Circular landing areas selection in (e) of Fig. 27. a Connected areas; b areas with the maximum in score; c the final landing area

In Fig. 27f–h were taken by NEAR-Shomaker spacecraft (Veverka et al. 2001)from 433 Eros on February 12, 2001 [NASA PHOTO NEAR image of the day for 2001 Feb 12 (C); NASA PHOTO NEAR image of the day for 2001 Jul 31; NASA PHOTO NEAR image of the day for 2001 Feb 12 (F)], (f) was taken at the height of 250 meters, (g) was taken at the height of about 700 m, and (h) was taken at the height of 120 m. The area in (h) was the final landing area of NEAR-Shomaker spacecraft. From these images we can find that many stones with different sizes distributed in these areas, many of them can be easily detected, the connected areas are all concentrated on the places with no hazard. In Fig. 33, the landing areas with the maximum in score are far from the hazard compare with the others, and the final selected land area is the one with the maximum in radius in these areas. In Fig. 34, the stones with large size concentrated on the edge position of the region in the image, the landing areas with the maximum in score concentrated on the middle position of the region, and the final selected is also the area with the maximum in radius in these landing areas. In Fig. 35, the 3th, 8th and 12th are the landing areas with the maximum in score, expect the 8th area located nearby the huge stone, the other two areas are far from it, and the 3th landing area, which has the maximum in radius is selected as the final landing area.

Fig. 33

Circular landing areas selection in (f) of Fig. 27. a Connected areas; b areas with the maximum in score; c the final landing area

Fig. 34

Circular landing areas selection in (g) of Fig. 27. a Connected areas; b areas with the maximum in score; c the final landing area

Fig. 35

Circular landing areas selection in (h) of Fig. 27. a Connected areas; b areas with the maximum in score; c the final landing area

In Fig. 27, the average time consuming of (a–h) was about 15.6 s, the time consuming was largely depended on the size of image, as we know that the time consuming is crucial, if the time consuming is too long, it will lead to disastrous consequences, so the approach should be simplified to meet the requirement of time limitation.

5 Conclusion

Hazard detection and landing area selection is crucial in the process of asteroid landing, many approaches have been proposed, and some of them had been conducted successfully.
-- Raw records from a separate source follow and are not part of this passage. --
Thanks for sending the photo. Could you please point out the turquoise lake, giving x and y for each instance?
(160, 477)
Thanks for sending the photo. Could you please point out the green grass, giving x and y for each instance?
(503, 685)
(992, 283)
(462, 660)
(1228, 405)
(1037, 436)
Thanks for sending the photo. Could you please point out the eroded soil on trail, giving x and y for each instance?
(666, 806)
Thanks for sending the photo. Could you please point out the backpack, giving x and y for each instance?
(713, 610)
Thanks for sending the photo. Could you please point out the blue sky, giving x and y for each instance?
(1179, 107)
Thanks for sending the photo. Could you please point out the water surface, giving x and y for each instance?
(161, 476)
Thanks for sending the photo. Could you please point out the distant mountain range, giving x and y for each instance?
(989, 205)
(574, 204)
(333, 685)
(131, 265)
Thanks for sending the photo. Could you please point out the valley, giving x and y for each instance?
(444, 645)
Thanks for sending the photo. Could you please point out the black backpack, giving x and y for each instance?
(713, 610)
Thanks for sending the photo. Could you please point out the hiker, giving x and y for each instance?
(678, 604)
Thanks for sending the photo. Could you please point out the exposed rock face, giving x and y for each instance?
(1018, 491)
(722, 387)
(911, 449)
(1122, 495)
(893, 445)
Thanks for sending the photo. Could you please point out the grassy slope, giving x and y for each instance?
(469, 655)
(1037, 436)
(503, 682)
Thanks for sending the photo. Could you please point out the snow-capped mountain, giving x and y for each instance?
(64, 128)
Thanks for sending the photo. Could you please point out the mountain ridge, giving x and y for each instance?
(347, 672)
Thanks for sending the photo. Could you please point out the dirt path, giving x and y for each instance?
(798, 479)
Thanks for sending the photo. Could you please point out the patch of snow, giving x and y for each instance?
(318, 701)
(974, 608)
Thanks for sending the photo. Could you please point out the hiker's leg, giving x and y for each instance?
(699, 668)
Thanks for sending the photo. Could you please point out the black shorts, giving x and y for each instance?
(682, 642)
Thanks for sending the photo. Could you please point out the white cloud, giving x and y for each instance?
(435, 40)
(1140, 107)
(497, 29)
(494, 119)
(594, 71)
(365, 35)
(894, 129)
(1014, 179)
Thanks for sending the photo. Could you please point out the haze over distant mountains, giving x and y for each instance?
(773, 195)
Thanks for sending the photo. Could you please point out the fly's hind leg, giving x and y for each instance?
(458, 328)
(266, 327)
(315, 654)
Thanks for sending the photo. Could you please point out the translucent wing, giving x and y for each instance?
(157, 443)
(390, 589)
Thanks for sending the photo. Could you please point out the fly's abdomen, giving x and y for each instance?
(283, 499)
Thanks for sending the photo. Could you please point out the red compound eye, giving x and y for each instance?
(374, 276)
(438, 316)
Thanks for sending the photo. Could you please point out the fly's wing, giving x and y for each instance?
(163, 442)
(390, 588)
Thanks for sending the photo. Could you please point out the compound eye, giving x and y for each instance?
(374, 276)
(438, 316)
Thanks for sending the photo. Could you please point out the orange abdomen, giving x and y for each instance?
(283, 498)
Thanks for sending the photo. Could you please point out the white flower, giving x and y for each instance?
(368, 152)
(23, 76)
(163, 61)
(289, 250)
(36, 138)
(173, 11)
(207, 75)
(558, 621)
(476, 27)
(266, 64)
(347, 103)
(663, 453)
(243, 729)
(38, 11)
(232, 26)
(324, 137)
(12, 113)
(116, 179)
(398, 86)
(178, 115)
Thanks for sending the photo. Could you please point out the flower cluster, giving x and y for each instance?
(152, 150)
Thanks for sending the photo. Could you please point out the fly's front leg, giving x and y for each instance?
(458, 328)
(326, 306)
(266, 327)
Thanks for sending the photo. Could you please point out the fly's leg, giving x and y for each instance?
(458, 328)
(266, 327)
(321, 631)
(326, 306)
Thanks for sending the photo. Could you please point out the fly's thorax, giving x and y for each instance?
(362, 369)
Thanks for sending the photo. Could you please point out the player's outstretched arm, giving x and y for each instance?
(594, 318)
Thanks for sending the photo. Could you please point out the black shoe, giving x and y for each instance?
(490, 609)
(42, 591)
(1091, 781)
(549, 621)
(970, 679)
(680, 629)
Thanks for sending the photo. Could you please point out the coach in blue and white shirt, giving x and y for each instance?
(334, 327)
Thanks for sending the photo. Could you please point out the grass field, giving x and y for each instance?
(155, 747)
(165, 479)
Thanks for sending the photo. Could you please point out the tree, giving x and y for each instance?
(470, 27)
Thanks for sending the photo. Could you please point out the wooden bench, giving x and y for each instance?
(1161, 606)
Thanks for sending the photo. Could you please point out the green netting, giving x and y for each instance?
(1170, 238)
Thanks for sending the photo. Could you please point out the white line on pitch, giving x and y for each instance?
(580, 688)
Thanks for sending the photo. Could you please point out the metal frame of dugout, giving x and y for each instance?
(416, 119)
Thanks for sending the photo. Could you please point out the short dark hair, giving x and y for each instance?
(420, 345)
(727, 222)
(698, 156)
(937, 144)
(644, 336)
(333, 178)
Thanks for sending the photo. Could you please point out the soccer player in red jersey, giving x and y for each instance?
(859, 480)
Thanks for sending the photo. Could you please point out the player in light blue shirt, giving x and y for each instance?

However, at present, the avoidance of closed environment (Such as the inner of crater) is not considered in most approaches, for addressing the issue, landing area selection based on closed environment avoidance from a single image during optical coarse hazard detection is proposed in this paper. The approach is designed under the scheme of Chang’e-3′s landing process. It begins with hazard detection based on a proposed binary method. And then, for searching the candidate circular landing areas, the skeletons of areas with no hazard are taken into account, and then, control constraints are considered to select the landing areas that are accessible by the lander. Finally, the final selected circular landing area are chosen by a proposed scoring method, this method combines the factors of circular areas, including circle’s radius, the connection among circular areas, circular area’s texture and the distribution feature of circle’s center to all the hazard. For testing the performance of the approach, experiments were conducted in different kinds of asteroid terrain, from the experiment we can find that the approach can really select a landing area that are not located in the closed environments. However, some issues still needed to be addressed, they can be concluded as followed: First, time consuming of the approach doesn’t meet the requirement of real-time, and the process of the approach is complex, it should be simplified to satisfy engineering requirement. Second, in some cases, the 3D features of landing area cannot be reflected from a single image, an approach of getting 3D features should be addressed.